Assertiveness is communication and behavior that is respectful to all parties involved. That is the definition of assertiveness at its simplest level.

Communication and behavior happen on a continuum from passive to assertive to aggressive. When you are passive, not expressing your needs or concerns, then you are disrespecting yourself. You are essentially saying that your needs and feelings are unimportant.

When you are aggressive, using harsh language or being manipulative, then you are disrespecting the other person. Here, you are saying that the other person’s needs and concerns are unimportant.

Assertiveness falls in the middle, whereby you are acting and communicating your needs and interests in a way that is honest and respectful of both yourself and the other person. Here, you are essentially standing up for yourself in a healthy manner.

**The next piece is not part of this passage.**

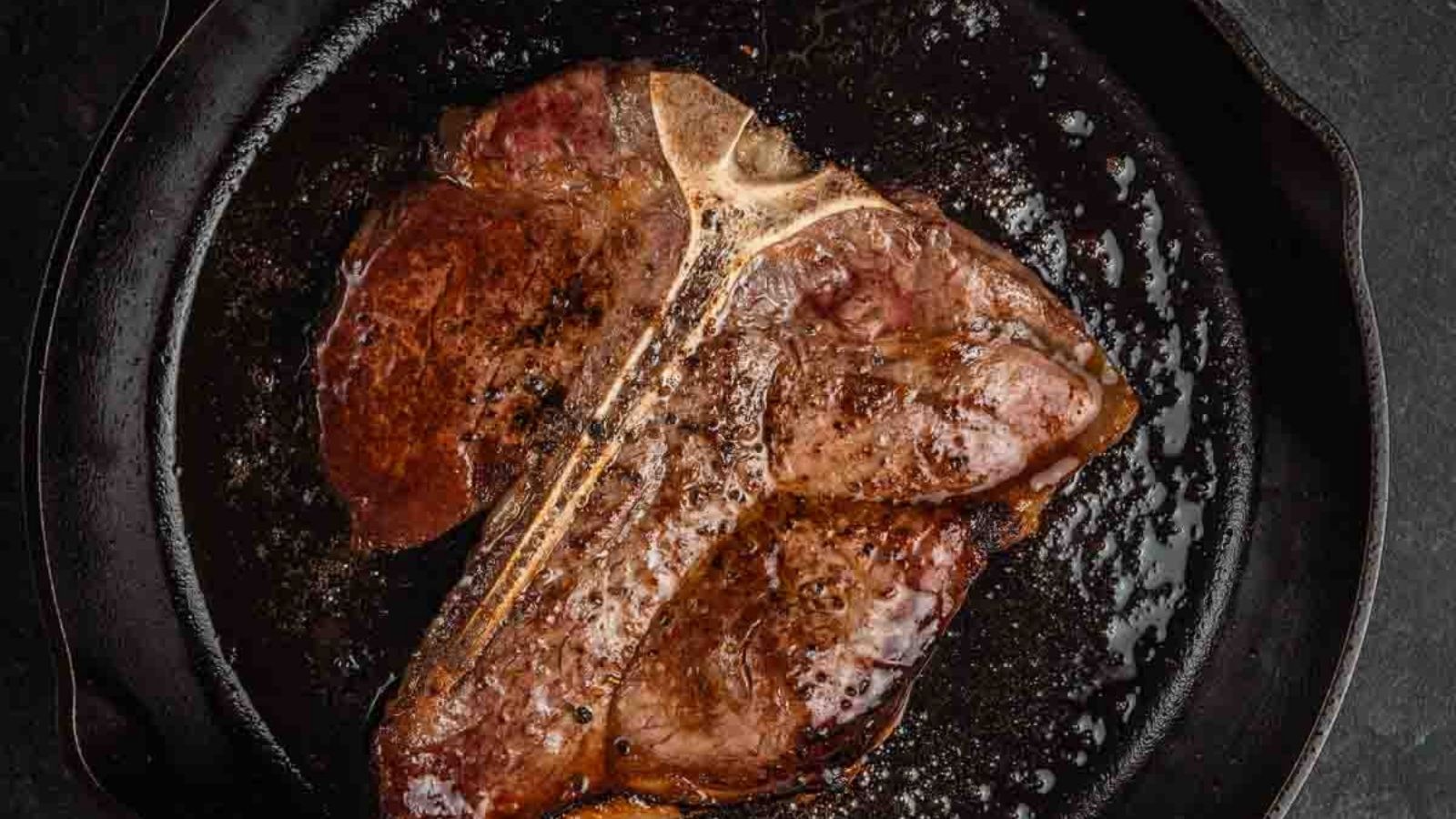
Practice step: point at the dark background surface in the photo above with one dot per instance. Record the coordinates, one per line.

If you are trying to work on being more assertive, use this simple model as a guideline.  Ask yourself questions like, “Am I respecting myself in this situation?”  “Am I disrespecting this other person by how I’m treating them?”  If your answers indicate a devaluing of yourself or another person, try a different approach.

Keep in mind that you don’t have to like the other person involved.  As a matter of fact, sometimes we have to be assertive – to stand up for our rights – with people who are actually quite difficult.  They may not be people that you respect in terms of their behavior, but assertiveness is about YOU acting in a way that is respectful to both yourself and the other person.

Sometimes people know what makes sense in their gut, but they get caught up in worry about the outcome.  For example, they may not want to offend the other person, or may fear some kind of negative response.   Most of the time, if what you want to say or do can be done in a respectful manner to all parties involve, then it’s healthy and helpful to communicate that.   Less often, you may be in a position where the person has volatile anger. In these situations, you need to be mindful of who you’re interacting with, as safety is always the priority. Individuals with anger management problems and a propensity for violence can feel threatened by assertive behavior.  If this is the case, then you need to try to anticipate if being assertive may trigger a violent response.  If you feel that this is a possibility, then it’s best to avoid approaching the person until a safer time arises to communicate your needs.

Reference: Reilly PM, Shopshire MS, Durazzo TC, and Campbell TA. Anger Management for Substance Abuse and Mental Health Clients: Participant Workbook. HHS Pub. No. (SMA) 12-4210. Rockville, MD: Center for Substance Abuse Treatment, Substance Abuse and Mental Health Services Administration, 2002.